To know why they did so, aside from some dose of ego, you follow the money. Ultimately, companies spend where they find their marketing dollars to provide the highest return on investment. If the money swings fully to online (and given the relatively low cost of online ads, the volume of marketing will dwarf TV at that point), it will be because that’s where the customers are. And that doesn’t even count the potential impact of mobile advertising.
In an interview with Media Life, Mintel senior analyst for technology and media Billy Hulkower says that the change is one of demographics and technology. In general, younger households with higher incomes use digital video recording to bypass ads. So, the most desired market segments are largely not seeing the ads. That means advertisers have to find other ways to reach them.

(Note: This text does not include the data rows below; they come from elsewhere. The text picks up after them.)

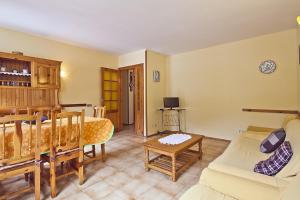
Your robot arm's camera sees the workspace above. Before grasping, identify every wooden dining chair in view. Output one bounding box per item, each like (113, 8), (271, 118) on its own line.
(0, 114), (41, 200)
(27, 106), (61, 119)
(0, 108), (19, 117)
(84, 106), (106, 163)
(43, 110), (85, 198)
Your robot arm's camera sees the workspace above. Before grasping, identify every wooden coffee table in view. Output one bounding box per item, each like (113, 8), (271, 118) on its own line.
(144, 133), (204, 181)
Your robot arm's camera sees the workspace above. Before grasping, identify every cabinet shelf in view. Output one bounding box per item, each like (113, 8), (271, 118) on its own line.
(0, 72), (31, 76)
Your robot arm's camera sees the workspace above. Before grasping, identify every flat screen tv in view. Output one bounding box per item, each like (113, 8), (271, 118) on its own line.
(164, 97), (179, 109)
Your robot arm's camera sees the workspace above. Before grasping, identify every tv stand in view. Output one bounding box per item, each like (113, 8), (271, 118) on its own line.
(158, 108), (186, 133)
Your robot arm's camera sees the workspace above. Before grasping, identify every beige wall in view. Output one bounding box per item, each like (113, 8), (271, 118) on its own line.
(0, 29), (118, 115)
(165, 29), (297, 139)
(147, 50), (167, 135)
(118, 49), (145, 67)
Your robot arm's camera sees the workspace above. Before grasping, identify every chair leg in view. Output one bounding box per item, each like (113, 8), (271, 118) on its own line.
(34, 163), (41, 200)
(92, 145), (96, 158)
(101, 144), (105, 162)
(78, 150), (84, 185)
(50, 161), (56, 198)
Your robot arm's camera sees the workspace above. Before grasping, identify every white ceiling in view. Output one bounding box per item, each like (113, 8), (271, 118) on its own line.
(0, 0), (300, 54)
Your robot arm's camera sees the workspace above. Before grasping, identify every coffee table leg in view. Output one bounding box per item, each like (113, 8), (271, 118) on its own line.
(144, 147), (149, 172)
(198, 140), (202, 160)
(172, 155), (176, 182)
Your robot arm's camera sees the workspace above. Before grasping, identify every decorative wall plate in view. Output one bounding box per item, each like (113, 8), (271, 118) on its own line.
(259, 60), (276, 74)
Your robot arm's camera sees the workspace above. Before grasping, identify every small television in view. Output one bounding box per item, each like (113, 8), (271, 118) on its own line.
(164, 97), (179, 109)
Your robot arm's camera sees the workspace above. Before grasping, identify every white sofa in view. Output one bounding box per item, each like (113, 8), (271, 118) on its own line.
(180, 118), (300, 200)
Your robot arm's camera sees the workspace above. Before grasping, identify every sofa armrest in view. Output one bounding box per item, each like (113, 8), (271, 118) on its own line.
(209, 161), (288, 187)
(200, 166), (287, 200)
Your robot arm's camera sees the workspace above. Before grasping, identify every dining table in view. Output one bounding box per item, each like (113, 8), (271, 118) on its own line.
(0, 116), (114, 159)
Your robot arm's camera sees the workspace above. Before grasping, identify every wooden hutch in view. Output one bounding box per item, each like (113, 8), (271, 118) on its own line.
(0, 52), (61, 108)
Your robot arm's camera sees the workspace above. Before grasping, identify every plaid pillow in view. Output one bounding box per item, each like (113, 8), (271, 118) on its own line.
(260, 128), (286, 153)
(254, 141), (293, 176)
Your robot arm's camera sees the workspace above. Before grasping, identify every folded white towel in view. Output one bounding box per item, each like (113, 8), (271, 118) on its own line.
(158, 133), (192, 145)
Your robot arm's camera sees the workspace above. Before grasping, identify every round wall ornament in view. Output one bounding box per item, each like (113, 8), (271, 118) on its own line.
(259, 60), (276, 74)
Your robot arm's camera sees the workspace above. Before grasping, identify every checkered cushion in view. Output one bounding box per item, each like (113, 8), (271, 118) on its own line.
(260, 128), (286, 153)
(254, 141), (293, 176)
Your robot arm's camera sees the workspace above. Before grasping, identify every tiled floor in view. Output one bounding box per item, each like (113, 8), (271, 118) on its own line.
(5, 126), (228, 200)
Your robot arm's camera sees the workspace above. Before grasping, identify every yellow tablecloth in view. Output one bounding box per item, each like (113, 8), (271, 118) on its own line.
(0, 117), (114, 159)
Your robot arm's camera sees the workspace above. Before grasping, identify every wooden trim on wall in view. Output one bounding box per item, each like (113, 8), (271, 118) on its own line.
(60, 103), (92, 108)
(242, 108), (299, 115)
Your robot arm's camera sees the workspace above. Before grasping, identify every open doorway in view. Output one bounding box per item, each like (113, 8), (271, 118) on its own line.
(119, 64), (144, 135)
(120, 69), (135, 130)
(101, 64), (144, 135)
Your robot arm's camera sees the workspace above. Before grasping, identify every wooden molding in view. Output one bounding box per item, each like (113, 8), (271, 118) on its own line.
(242, 108), (299, 115)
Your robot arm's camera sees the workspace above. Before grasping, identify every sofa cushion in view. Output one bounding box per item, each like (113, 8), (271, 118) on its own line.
(211, 131), (269, 171)
(254, 141), (293, 176)
(276, 119), (300, 178)
(260, 128), (286, 153)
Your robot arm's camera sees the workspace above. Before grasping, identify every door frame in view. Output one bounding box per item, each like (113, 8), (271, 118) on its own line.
(118, 63), (145, 136)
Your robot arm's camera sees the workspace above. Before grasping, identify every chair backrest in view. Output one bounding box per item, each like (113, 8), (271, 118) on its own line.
(50, 110), (85, 156)
(0, 113), (41, 165)
(94, 106), (106, 118)
(0, 108), (18, 117)
(27, 107), (61, 119)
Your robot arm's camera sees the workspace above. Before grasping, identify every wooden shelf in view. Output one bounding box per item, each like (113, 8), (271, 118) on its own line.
(0, 72), (31, 76)
(103, 90), (118, 92)
(242, 108), (299, 115)
(104, 80), (119, 83)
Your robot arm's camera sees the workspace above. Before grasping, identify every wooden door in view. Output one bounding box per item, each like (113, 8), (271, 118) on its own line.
(101, 67), (121, 131)
(134, 64), (144, 135)
(33, 63), (60, 88)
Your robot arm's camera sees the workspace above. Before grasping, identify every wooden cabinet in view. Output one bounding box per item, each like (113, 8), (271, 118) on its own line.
(0, 52), (61, 108)
(32, 62), (60, 88)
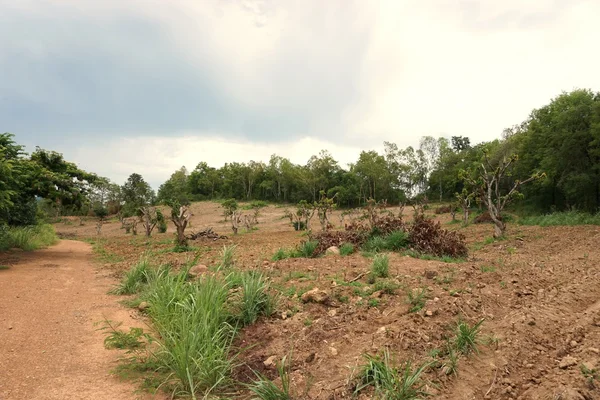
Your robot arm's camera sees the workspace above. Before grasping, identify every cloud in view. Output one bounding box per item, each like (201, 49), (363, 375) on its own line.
(0, 0), (600, 186)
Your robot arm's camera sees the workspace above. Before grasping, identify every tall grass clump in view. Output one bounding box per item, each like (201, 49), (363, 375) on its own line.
(0, 224), (58, 251)
(228, 271), (275, 326)
(110, 257), (152, 294)
(144, 273), (235, 399)
(219, 244), (237, 269)
(297, 240), (319, 258)
(371, 254), (390, 278)
(355, 349), (429, 400)
(519, 211), (600, 226)
(340, 243), (354, 256)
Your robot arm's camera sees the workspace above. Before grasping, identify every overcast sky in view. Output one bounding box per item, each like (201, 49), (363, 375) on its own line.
(0, 0), (600, 187)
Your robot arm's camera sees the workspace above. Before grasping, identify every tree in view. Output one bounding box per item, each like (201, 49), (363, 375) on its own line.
(121, 173), (155, 216)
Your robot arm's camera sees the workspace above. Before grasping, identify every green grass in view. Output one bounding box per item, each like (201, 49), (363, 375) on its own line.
(519, 211), (600, 226)
(406, 288), (428, 313)
(354, 349), (429, 400)
(371, 254), (390, 278)
(340, 243), (354, 256)
(452, 319), (483, 355)
(297, 240), (319, 258)
(110, 257), (151, 295)
(0, 224), (58, 251)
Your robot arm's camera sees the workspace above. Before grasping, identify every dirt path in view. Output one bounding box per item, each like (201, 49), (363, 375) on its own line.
(0, 240), (157, 400)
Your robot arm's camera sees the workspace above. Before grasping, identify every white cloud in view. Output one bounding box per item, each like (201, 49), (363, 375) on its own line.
(68, 134), (370, 188)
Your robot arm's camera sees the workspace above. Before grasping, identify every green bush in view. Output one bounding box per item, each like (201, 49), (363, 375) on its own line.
(519, 211), (600, 226)
(340, 243), (354, 256)
(371, 254), (390, 278)
(0, 224), (58, 251)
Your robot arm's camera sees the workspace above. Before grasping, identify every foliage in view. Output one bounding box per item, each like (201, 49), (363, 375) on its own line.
(371, 254), (390, 278)
(0, 224), (58, 251)
(354, 349), (429, 400)
(409, 212), (468, 257)
(519, 211), (600, 226)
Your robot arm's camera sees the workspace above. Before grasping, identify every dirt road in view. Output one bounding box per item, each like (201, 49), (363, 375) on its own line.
(0, 240), (157, 400)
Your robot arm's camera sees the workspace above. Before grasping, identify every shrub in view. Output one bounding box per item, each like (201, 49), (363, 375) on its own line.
(110, 257), (151, 294)
(340, 243), (354, 256)
(297, 240), (319, 258)
(385, 231), (408, 251)
(371, 254), (390, 278)
(0, 224), (58, 251)
(409, 213), (468, 257)
(434, 206), (452, 214)
(354, 349), (429, 400)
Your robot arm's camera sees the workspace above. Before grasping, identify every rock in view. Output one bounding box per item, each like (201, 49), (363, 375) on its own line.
(302, 288), (329, 304)
(325, 246), (340, 255)
(558, 356), (577, 369)
(263, 356), (277, 368)
(188, 264), (208, 279)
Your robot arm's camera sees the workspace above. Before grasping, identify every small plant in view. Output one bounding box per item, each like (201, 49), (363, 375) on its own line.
(110, 257), (150, 295)
(219, 244), (237, 270)
(406, 288), (427, 313)
(371, 254), (390, 278)
(100, 319), (149, 350)
(249, 357), (292, 400)
(354, 349), (430, 400)
(363, 236), (387, 253)
(452, 319), (484, 356)
(340, 243), (354, 256)
(271, 247), (291, 261)
(385, 231), (408, 251)
(298, 240), (319, 258)
(480, 265), (496, 273)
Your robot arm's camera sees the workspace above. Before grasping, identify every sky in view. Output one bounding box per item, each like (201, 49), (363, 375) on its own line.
(0, 0), (600, 188)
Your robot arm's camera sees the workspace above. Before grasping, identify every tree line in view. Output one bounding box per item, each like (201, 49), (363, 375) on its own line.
(0, 89), (600, 230)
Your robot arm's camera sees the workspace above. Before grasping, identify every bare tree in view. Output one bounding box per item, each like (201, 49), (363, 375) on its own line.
(171, 202), (192, 247)
(463, 151), (545, 238)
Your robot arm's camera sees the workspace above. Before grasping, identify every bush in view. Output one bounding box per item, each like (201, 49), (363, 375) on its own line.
(297, 240), (319, 258)
(434, 206), (452, 214)
(340, 243), (354, 256)
(371, 254), (390, 278)
(0, 224), (58, 251)
(409, 213), (468, 257)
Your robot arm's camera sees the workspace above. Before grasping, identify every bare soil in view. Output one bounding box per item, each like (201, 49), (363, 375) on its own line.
(7, 203), (600, 400)
(0, 240), (164, 400)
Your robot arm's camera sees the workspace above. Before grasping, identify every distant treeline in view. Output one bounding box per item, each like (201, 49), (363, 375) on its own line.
(0, 90), (600, 225)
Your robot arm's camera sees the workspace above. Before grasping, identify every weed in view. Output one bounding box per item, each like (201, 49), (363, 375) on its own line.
(298, 240), (319, 258)
(367, 299), (379, 307)
(271, 247), (291, 261)
(219, 244), (237, 270)
(248, 357), (292, 400)
(371, 254), (390, 278)
(354, 349), (430, 400)
(229, 271), (275, 326)
(363, 236), (387, 253)
(100, 319), (149, 350)
(406, 288), (427, 313)
(110, 257), (151, 294)
(452, 319), (483, 355)
(340, 243), (354, 256)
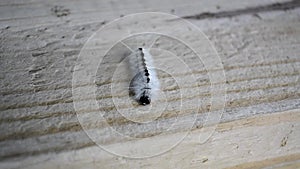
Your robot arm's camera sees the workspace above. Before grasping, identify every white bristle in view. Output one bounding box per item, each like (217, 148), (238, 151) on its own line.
(129, 48), (160, 105)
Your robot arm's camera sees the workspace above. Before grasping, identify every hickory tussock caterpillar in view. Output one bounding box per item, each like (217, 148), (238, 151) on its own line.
(129, 48), (159, 105)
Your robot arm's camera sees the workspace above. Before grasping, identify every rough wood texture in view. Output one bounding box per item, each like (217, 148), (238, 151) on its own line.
(0, 0), (300, 168)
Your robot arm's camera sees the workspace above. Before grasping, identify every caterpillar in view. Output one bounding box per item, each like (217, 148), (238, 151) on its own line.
(129, 48), (160, 105)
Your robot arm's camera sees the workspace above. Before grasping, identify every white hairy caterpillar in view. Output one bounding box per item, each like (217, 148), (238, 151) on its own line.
(129, 48), (160, 105)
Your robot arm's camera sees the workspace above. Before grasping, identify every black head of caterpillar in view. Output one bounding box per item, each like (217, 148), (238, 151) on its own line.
(139, 91), (151, 105)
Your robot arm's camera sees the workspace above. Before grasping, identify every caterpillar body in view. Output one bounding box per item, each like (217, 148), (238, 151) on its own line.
(129, 48), (160, 105)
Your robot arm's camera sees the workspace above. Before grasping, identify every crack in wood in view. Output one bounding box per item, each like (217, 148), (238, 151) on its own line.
(182, 0), (300, 20)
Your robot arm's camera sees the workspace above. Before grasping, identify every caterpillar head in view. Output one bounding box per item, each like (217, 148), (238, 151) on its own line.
(139, 95), (151, 105)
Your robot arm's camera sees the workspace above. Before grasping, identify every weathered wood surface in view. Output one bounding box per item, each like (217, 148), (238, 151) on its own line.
(0, 0), (300, 168)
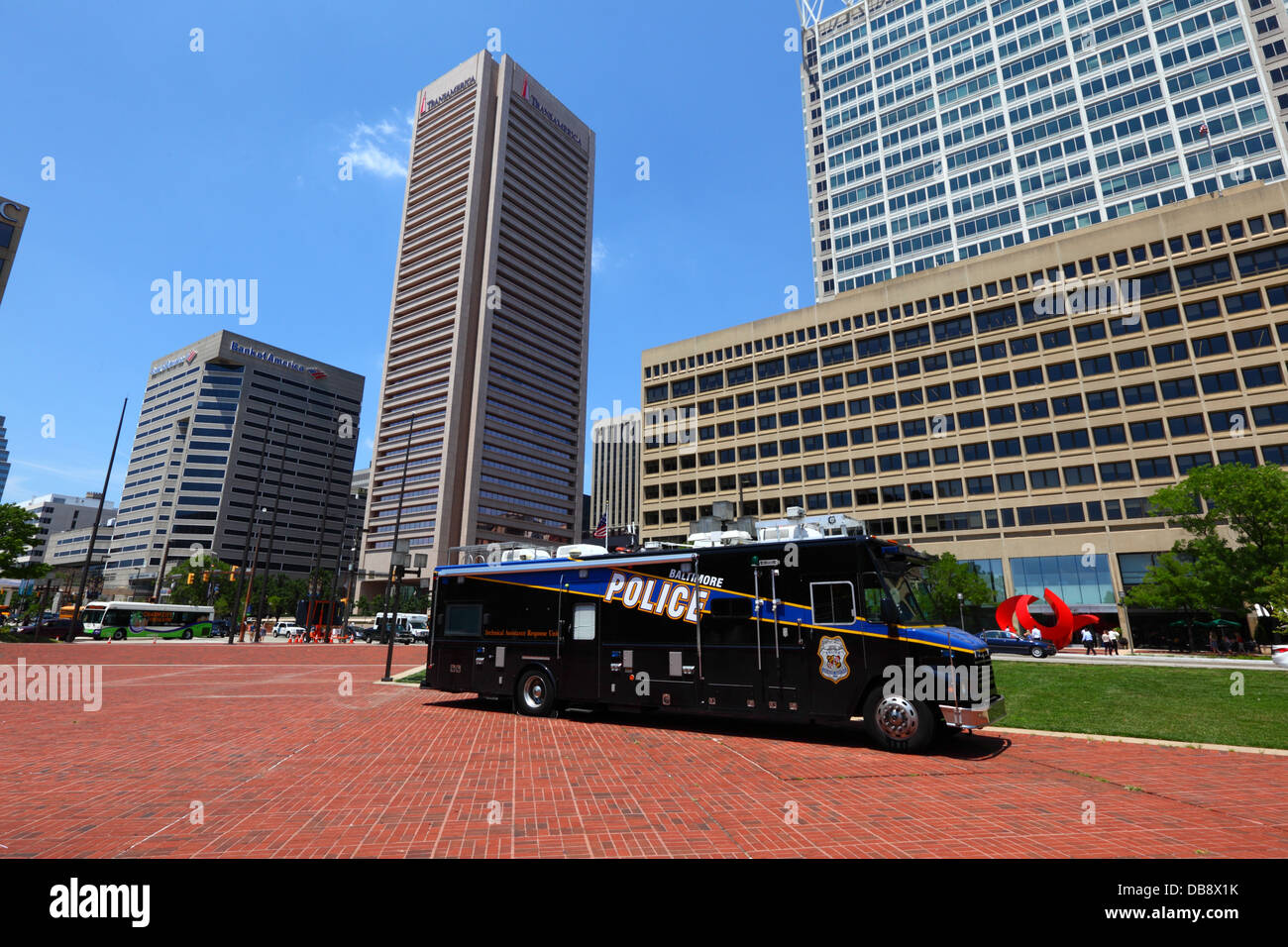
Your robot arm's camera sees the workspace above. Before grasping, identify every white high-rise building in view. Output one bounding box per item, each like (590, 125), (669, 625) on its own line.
(798, 0), (1288, 299)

There’s another reason that Hulkower didn’t appear to say explicitly, but that is important. People–especially younger ones–are changing the ways they watch video. More of them go to a computer and stream programming, whether from YouTube or a service like Netflix or Hulu. TV programming will increasingly be seen online, or through an Internet-connected device like a specialty set-top box, such as an Apple TV or Roku, or through another type of box, like a Blu-ray player, that is Net-aware.
What It Means
The switch will mean big changes in society, and in marketing. Old assumptions about the best way to reach consumers, or that online is only good for click-through campaigns and not brand marketing, will go to the wayside. Marketers will have to learn how to do effective campaigns of all kinds, and that will mean reevaluating old formulas. For example, image branding will likely need a different form. (Look at theOld Spice Man video campaign which did start as television commercials but found its own shape online.)
Successful entrepreneurs, according to Hulkower, can’t wait until 2017 to catch on. Now is the time to learn and experiment. When the big change actually happens, it will be too late.